1. England’s Imperial Stirrings
1. Only 10 % of the Indian population of 1492 survived
2. Colonization of North America: Spanish at Santa Fe- 1610, French at Quebec- 1618, English at Jamestown- 1607
3. English crown confiscated Catholic Irish lands and ‘planted’ them with new Protestant land lords from Scotland and England.
4. Many English soldiers developed in Ireland a sneering contempt for the ‘savage’ natives, an attitude that they brought with them to the New World.
2. Elizabeth Energizes England
1. Francis Drake went around world and returned in 1580.

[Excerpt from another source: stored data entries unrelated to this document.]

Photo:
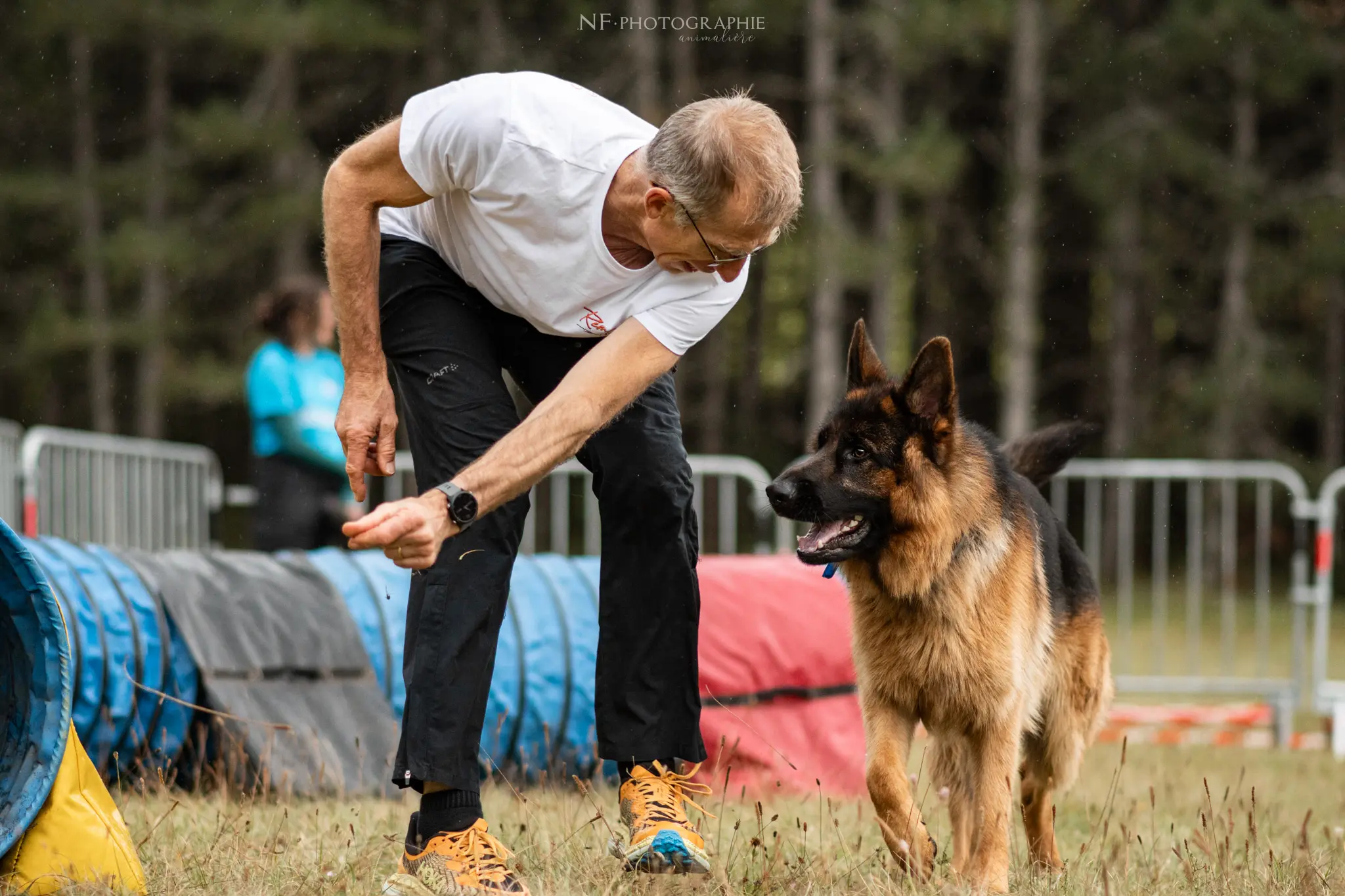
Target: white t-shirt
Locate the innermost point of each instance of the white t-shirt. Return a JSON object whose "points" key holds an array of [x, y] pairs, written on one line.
{"points": [[518, 165]]}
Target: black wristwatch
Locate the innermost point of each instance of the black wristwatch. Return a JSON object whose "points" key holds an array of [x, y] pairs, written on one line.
{"points": [[462, 505]]}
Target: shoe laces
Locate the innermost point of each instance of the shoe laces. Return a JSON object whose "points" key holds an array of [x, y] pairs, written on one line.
{"points": [[663, 793], [483, 852]]}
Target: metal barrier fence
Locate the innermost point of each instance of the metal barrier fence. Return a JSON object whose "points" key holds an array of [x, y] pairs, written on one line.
{"points": [[1211, 501], [10, 472], [1216, 553], [119, 490], [1329, 695], [565, 521]]}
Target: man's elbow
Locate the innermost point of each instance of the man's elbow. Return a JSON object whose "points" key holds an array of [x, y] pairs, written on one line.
{"points": [[341, 181]]}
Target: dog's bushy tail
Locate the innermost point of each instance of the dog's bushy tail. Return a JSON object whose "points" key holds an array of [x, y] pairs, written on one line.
{"points": [[1039, 456]]}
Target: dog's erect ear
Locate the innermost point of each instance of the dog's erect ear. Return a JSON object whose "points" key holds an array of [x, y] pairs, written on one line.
{"points": [[864, 367], [930, 390]]}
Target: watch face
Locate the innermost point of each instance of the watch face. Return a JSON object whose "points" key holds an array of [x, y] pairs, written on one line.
{"points": [[464, 507]]}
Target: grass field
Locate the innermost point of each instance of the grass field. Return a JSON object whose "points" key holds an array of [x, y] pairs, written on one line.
{"points": [[1145, 825]]}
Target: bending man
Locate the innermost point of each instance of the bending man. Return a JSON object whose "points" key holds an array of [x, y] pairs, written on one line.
{"points": [[517, 222]]}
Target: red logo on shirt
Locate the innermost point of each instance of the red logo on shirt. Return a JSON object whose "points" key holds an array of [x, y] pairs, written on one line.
{"points": [[592, 322]]}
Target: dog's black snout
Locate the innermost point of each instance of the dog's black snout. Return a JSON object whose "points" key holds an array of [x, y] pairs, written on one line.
{"points": [[783, 492]]}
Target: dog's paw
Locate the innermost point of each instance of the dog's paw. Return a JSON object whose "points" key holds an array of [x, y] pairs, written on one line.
{"points": [[917, 859]]}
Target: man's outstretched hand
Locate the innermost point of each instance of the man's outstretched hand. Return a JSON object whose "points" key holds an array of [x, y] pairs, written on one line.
{"points": [[366, 423], [409, 531]]}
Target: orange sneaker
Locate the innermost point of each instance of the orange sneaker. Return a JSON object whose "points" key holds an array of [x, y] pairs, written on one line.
{"points": [[663, 842], [464, 863]]}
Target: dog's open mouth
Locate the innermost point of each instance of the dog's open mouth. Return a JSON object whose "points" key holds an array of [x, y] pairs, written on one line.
{"points": [[833, 538]]}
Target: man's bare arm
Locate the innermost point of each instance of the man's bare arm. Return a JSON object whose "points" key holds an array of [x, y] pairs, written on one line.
{"points": [[599, 387], [363, 179]]}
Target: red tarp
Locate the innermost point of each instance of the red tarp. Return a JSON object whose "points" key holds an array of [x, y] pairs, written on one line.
{"points": [[768, 624]]}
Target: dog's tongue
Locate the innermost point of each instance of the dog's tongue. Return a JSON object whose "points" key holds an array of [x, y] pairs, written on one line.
{"points": [[817, 538]]}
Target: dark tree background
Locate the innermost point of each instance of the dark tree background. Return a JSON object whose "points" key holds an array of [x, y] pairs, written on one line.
{"points": [[1130, 211]]}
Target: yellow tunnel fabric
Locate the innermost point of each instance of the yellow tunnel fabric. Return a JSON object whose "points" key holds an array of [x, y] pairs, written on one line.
{"points": [[78, 837]]}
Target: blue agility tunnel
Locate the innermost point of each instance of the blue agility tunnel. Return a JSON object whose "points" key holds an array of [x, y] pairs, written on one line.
{"points": [[85, 643], [540, 712], [35, 688], [88, 641]]}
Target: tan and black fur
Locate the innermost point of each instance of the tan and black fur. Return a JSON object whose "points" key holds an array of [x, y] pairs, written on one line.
{"points": [[974, 610]]}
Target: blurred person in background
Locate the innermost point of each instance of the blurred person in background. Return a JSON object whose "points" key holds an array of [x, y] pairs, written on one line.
{"points": [[295, 385]]}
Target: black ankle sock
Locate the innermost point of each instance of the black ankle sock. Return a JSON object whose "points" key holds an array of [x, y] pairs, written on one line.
{"points": [[625, 767], [449, 811]]}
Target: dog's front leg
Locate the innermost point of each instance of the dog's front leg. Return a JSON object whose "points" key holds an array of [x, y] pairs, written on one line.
{"points": [[994, 758], [889, 731]]}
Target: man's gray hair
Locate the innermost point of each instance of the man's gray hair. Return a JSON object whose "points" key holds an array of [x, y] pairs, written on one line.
{"points": [[711, 148]]}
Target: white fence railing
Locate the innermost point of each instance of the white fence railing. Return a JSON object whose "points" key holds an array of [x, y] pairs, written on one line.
{"points": [[1207, 593], [1208, 526], [119, 490], [1329, 694], [11, 475]]}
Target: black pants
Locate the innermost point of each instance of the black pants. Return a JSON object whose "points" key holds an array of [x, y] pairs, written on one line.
{"points": [[447, 345]]}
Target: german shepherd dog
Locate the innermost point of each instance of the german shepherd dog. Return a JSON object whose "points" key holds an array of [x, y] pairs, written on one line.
{"points": [[973, 609]]}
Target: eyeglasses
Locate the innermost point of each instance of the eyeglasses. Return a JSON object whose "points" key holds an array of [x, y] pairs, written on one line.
{"points": [[718, 263]]}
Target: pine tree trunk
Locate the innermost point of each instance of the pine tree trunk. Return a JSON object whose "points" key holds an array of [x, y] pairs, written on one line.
{"points": [[682, 56], [1125, 301], [645, 62], [436, 46], [99, 366], [1333, 409], [288, 164], [1020, 312], [889, 300], [715, 368], [749, 386], [494, 46], [1237, 336], [151, 362], [1333, 403], [826, 362]]}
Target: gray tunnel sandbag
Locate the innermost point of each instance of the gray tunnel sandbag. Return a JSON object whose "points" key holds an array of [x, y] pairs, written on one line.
{"points": [[540, 711], [120, 639], [37, 680], [277, 651]]}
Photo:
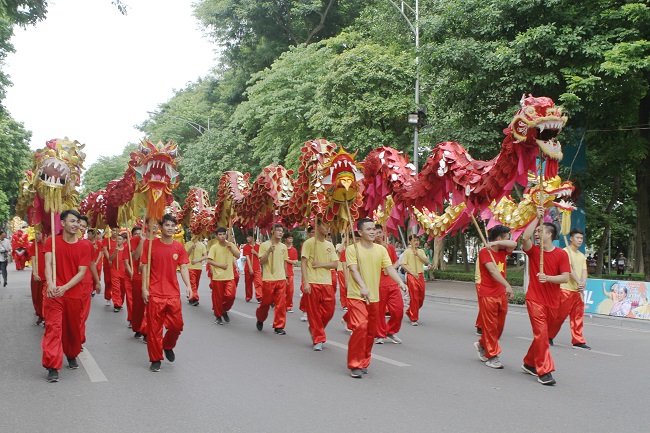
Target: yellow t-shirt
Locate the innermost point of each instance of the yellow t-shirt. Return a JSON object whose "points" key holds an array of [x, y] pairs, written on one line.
{"points": [[323, 252], [578, 265], [412, 261], [372, 260], [274, 269], [223, 256], [199, 251]]}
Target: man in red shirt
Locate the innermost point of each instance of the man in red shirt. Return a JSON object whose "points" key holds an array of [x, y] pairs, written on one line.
{"points": [[161, 292], [390, 297], [37, 257], [493, 292], [62, 304], [543, 295], [252, 269], [91, 281], [293, 261]]}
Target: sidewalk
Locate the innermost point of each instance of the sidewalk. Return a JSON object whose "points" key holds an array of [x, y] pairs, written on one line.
{"points": [[464, 293]]}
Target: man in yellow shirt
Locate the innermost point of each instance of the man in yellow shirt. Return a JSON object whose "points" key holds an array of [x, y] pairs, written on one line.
{"points": [[196, 251], [273, 254], [571, 293], [220, 258], [413, 261], [365, 260], [318, 259]]}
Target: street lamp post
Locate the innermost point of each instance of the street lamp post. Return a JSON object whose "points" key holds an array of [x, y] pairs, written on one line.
{"points": [[405, 10]]}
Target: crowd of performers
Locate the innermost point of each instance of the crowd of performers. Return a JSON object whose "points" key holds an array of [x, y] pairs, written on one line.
{"points": [[140, 270]]}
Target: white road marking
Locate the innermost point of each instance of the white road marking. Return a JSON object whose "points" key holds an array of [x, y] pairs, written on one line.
{"points": [[377, 357], [339, 345], [92, 369], [571, 347]]}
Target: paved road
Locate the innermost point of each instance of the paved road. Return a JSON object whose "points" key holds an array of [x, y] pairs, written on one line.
{"points": [[233, 378]]}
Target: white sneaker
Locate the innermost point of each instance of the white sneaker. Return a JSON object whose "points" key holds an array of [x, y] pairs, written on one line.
{"points": [[394, 339], [494, 362]]}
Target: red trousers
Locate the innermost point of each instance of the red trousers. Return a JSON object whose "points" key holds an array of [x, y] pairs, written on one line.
{"points": [[416, 292], [195, 278], [343, 289], [253, 280], [492, 310], [85, 309], [321, 303], [161, 312], [289, 292], [539, 353], [223, 296], [362, 319], [571, 305], [273, 292], [137, 315], [108, 284], [118, 290], [62, 330], [37, 297], [390, 298]]}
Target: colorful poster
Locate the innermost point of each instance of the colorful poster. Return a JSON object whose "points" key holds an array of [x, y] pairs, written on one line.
{"points": [[618, 298]]}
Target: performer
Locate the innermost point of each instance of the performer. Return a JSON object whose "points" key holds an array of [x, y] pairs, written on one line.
{"points": [[571, 295], [543, 295], [291, 262], [90, 282], [62, 304], [413, 262], [37, 257], [493, 292], [108, 247], [220, 258], [318, 259], [363, 294], [120, 270], [161, 293], [252, 269], [273, 254], [390, 297], [137, 314], [195, 251]]}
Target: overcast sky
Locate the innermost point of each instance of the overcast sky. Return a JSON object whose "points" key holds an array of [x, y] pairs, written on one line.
{"points": [[89, 73]]}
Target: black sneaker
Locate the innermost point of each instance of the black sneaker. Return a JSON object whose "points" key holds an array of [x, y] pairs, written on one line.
{"points": [[546, 379], [72, 363], [529, 369], [52, 375], [581, 346]]}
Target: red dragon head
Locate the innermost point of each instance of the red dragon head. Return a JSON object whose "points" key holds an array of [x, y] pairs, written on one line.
{"points": [[539, 121], [156, 175]]}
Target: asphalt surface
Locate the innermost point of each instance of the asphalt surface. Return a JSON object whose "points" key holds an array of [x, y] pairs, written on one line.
{"points": [[232, 378]]}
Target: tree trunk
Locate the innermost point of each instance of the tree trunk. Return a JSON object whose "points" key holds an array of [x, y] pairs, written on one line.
{"points": [[616, 191]]}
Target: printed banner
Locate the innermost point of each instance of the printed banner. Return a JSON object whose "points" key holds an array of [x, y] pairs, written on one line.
{"points": [[618, 298]]}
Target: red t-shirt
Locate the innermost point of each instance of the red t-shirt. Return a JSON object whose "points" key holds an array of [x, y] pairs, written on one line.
{"points": [[165, 258], [40, 259], [385, 280], [556, 262], [68, 259], [487, 285], [293, 255], [248, 253]]}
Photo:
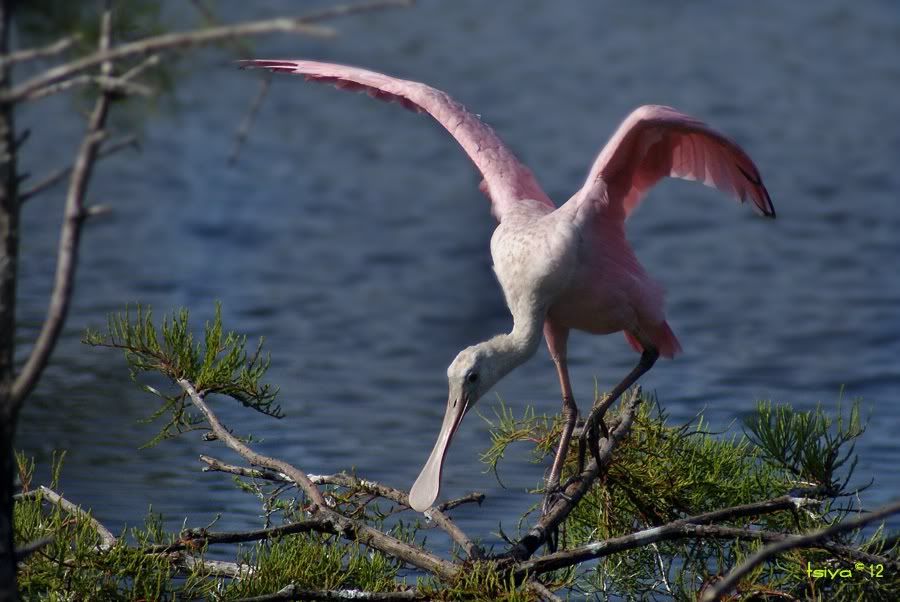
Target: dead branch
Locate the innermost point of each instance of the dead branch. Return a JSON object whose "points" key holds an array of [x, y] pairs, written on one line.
{"points": [[43, 52], [292, 592], [67, 257], [577, 487], [111, 84], [727, 583], [107, 539], [196, 538], [542, 591], [296, 475], [31, 547], [174, 41], [61, 174], [436, 515], [327, 519]]}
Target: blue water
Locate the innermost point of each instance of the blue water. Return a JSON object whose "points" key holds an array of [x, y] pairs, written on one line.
{"points": [[352, 236]]}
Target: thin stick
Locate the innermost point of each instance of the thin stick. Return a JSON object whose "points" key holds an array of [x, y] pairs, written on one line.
{"points": [[67, 257], [296, 475], [576, 489], [171, 41], [107, 539], [327, 518], [43, 52], [727, 583], [293, 592], [61, 174], [351, 482]]}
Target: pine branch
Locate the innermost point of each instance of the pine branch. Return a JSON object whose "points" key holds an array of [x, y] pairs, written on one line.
{"points": [[726, 584]]}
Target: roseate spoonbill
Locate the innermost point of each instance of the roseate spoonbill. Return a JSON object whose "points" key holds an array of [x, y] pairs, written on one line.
{"points": [[560, 267]]}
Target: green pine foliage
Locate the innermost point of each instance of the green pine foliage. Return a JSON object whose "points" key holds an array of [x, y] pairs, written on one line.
{"points": [[218, 364], [659, 473], [663, 472]]}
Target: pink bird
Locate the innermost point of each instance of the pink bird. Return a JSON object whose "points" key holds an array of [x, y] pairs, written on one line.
{"points": [[567, 267]]}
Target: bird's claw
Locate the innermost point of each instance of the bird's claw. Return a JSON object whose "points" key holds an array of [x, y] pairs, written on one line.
{"points": [[553, 494]]}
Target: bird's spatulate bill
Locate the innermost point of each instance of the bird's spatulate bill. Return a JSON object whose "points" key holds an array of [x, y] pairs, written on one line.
{"points": [[427, 487]]}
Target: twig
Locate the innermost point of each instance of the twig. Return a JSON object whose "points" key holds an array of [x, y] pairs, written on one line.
{"points": [[472, 498], [327, 518], [296, 475], [212, 568], [31, 547], [112, 84], [577, 488], [543, 591], [169, 41], [693, 527], [191, 539], [718, 589], [351, 482], [67, 257], [240, 136], [61, 174], [107, 539], [150, 61], [292, 592], [30, 54]]}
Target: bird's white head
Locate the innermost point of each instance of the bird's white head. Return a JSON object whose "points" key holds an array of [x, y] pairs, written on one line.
{"points": [[469, 377], [474, 371]]}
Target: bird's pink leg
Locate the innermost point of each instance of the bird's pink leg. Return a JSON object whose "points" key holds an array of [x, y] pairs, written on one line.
{"points": [[589, 435], [557, 339]]}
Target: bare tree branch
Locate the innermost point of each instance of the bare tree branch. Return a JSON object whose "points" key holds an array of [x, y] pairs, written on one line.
{"points": [[107, 539], [111, 84], [171, 41], [196, 538], [326, 518], [577, 487], [216, 568], [61, 174], [243, 130], [67, 258], [727, 583], [31, 547], [30, 54], [543, 591], [296, 475], [436, 515], [292, 592]]}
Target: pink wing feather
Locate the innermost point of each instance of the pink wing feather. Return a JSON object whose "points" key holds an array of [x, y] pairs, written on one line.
{"points": [[506, 180], [656, 141]]}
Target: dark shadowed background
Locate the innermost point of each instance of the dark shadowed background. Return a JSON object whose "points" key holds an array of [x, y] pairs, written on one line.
{"points": [[352, 236]]}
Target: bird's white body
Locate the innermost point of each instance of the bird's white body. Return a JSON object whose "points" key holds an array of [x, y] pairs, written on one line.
{"points": [[561, 268]]}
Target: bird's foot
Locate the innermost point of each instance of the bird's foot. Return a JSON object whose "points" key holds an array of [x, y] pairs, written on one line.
{"points": [[590, 440], [553, 494]]}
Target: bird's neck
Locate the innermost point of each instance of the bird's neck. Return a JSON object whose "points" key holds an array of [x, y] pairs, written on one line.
{"points": [[508, 351]]}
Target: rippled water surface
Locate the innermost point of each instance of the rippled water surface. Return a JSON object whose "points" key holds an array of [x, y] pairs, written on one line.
{"points": [[351, 235]]}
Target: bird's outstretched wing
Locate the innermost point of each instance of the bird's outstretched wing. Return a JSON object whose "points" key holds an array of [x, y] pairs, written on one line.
{"points": [[654, 142], [506, 180]]}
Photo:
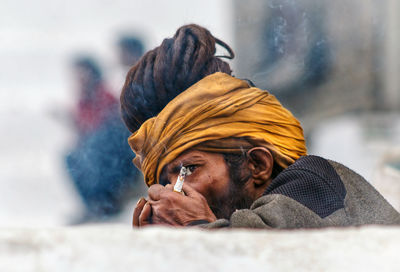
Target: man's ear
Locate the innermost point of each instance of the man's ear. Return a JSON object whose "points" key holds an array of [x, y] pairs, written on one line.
{"points": [[260, 163]]}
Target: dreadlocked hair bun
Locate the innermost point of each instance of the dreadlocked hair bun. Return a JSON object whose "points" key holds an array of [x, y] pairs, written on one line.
{"points": [[166, 71]]}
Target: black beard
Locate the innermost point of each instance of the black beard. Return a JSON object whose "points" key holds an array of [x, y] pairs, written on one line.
{"points": [[237, 199]]}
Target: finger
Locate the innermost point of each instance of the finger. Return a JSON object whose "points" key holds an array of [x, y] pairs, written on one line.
{"points": [[157, 191], [189, 191], [145, 216], [137, 211]]}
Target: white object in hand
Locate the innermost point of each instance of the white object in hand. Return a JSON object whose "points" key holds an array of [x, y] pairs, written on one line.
{"points": [[179, 181]]}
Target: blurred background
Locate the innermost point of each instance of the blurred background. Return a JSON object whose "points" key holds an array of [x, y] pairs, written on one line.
{"points": [[335, 64]]}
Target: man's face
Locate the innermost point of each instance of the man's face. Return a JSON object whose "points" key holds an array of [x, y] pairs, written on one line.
{"points": [[209, 176]]}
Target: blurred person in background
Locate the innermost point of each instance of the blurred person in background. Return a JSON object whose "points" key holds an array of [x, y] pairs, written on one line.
{"points": [[99, 163], [131, 49]]}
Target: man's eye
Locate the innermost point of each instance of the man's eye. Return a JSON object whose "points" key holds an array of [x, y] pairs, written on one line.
{"points": [[190, 169]]}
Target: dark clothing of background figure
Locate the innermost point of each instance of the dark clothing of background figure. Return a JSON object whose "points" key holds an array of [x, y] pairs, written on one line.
{"points": [[100, 165]]}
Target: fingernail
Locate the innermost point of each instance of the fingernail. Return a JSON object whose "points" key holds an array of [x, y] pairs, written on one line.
{"points": [[140, 201]]}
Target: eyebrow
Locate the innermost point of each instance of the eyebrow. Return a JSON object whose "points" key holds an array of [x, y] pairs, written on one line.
{"points": [[185, 161]]}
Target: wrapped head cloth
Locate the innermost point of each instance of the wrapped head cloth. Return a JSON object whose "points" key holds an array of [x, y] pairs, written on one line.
{"points": [[220, 114]]}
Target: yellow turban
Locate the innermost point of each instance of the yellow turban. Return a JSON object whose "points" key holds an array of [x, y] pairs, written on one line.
{"points": [[221, 114]]}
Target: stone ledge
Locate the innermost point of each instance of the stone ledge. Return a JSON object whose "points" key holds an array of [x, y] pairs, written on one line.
{"points": [[119, 248]]}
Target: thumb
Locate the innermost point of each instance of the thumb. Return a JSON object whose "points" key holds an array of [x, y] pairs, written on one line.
{"points": [[189, 191]]}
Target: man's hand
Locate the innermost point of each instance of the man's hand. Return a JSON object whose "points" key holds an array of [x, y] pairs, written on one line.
{"points": [[170, 208]]}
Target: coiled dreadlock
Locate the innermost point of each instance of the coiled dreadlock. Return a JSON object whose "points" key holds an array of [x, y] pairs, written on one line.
{"points": [[167, 70]]}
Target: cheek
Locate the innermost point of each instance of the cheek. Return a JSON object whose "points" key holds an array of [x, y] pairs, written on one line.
{"points": [[213, 184]]}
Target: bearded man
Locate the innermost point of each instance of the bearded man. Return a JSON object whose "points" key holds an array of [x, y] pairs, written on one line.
{"points": [[245, 153]]}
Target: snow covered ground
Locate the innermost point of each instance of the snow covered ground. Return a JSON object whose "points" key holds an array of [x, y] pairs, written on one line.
{"points": [[118, 248]]}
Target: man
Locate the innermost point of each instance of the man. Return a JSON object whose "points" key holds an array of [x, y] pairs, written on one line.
{"points": [[245, 154]]}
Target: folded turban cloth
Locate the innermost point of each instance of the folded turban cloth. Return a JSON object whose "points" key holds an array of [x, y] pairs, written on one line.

2. Returned with 4,600 % profit to Queen Elizabeth
3. She knighted him on the deck of his boat against Spanish protest
4. In 1688, the Invincible Armada, 130 strong, hove into the English Channel.
5. Victory to English started England on its way to becoming master of the sea.
6. England and Spain signed peace treaty in 1604.
3. England on the Eve of Empire
1. England was burdened with a ‘surplus population’ after the depression of the late 1500s, because thousands drifted about England, often ending up as beggars and paupers.
2. Primogeniture laws decreed that only eldest sons were eligible to inherit landed estates.
3. Peace with a chastened Spain provided the opportunity for English colonization.
4. England Plants the Jamestown Seedling
1. In 1606, a joint-stock company called the Virginia Company of London, received a charter from King James I of England for a settlement in the New World.
2. It guaranteed to the overseas settlers the same rights of Englishmen that they would have enjoyed if they had stayed at home.
3. They set sail in late 1606, three ships landed near Chesapeake Bay, where Indians attacked them.
4. Ended up at wooded and malarial banks of the James River, named in honor of King James I. The site was easy to defend, but it was mosquito-infested and devastatingly unhealthful.